Back to TL;DR. After a three year hiatus blogging I started again last week. I noticed an uptick in page views. I checked to see which post was generating the most traffic and it was a post titled "Self Portrait." It is a fairly short post but, more importantly, it is the only post I have ever made that has an image embedded. It's a photo of me in a costume at a Halloween party years ago. I've been thinking that whenever the traffic runs low on my blog I'll just recycle that post and, voila, the masses will coming running for a quick sugar rush!
Professor Quest said…
Interesting thing... I do little to promote this sucky old blog, yet it has had over 40,000 hits. Most were search engine hits. The posts with the highest hit counts are almost always due to the images (a cliff, an ancient cell phone). The next highest are due to topics that get Googled with some frequency: arguments against the liberal arts and an analysis of F. Scott's Fitzgerald's adverbs. One early post I write about grading attendance was linked by someone in the comments section of a Chronicle of Education article and that boosted its hit count. It's nice to be read, but I write because I get the itch to work something out in my head and writing is the way I do that. The fact there is an audience, however small, keeps me honest. It also tends to shew away the self-laceration that so often permeates my personal journal.
Anti-Dada said…
I understand what you mean.

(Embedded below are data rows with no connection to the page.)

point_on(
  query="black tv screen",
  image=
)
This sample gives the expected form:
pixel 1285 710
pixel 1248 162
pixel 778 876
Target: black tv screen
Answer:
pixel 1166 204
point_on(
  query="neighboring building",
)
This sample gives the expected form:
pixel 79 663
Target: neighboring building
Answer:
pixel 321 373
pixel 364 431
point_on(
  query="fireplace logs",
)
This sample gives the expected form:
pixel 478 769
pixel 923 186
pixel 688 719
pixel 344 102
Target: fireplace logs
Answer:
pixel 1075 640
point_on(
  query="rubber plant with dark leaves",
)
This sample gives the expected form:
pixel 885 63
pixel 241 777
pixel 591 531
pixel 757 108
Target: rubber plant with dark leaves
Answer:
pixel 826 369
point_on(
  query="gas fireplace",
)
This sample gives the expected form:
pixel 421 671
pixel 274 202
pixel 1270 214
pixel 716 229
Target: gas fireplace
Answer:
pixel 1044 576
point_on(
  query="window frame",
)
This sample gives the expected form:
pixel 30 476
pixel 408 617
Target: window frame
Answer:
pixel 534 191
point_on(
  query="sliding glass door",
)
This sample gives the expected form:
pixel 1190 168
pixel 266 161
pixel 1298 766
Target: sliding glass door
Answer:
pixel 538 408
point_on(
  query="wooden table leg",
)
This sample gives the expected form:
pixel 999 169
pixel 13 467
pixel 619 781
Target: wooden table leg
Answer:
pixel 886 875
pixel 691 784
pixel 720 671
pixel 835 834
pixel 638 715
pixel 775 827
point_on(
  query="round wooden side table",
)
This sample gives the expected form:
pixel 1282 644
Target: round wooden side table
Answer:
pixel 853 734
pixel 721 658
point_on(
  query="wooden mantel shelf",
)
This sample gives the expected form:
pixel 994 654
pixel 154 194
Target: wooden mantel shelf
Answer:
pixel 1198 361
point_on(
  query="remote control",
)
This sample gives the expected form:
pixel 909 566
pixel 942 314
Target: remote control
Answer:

Your hit count dwarfs mine (true, I've been negligent for three years), but it's really about having a forum to express myself. I can experiment, try different styles of writing, write about stuff that no one else in the world but me cares about, and just have a jolly good time. I admit to feeling pleased that someone has read what I've written, but it's not why I write on the blog. I do find that merely publishing it online makes me more motivated to keep writing than if files of my writing sit inaccessible and unread on my hard drive. Anyway, it's good to be back. I like your new blog layout, too.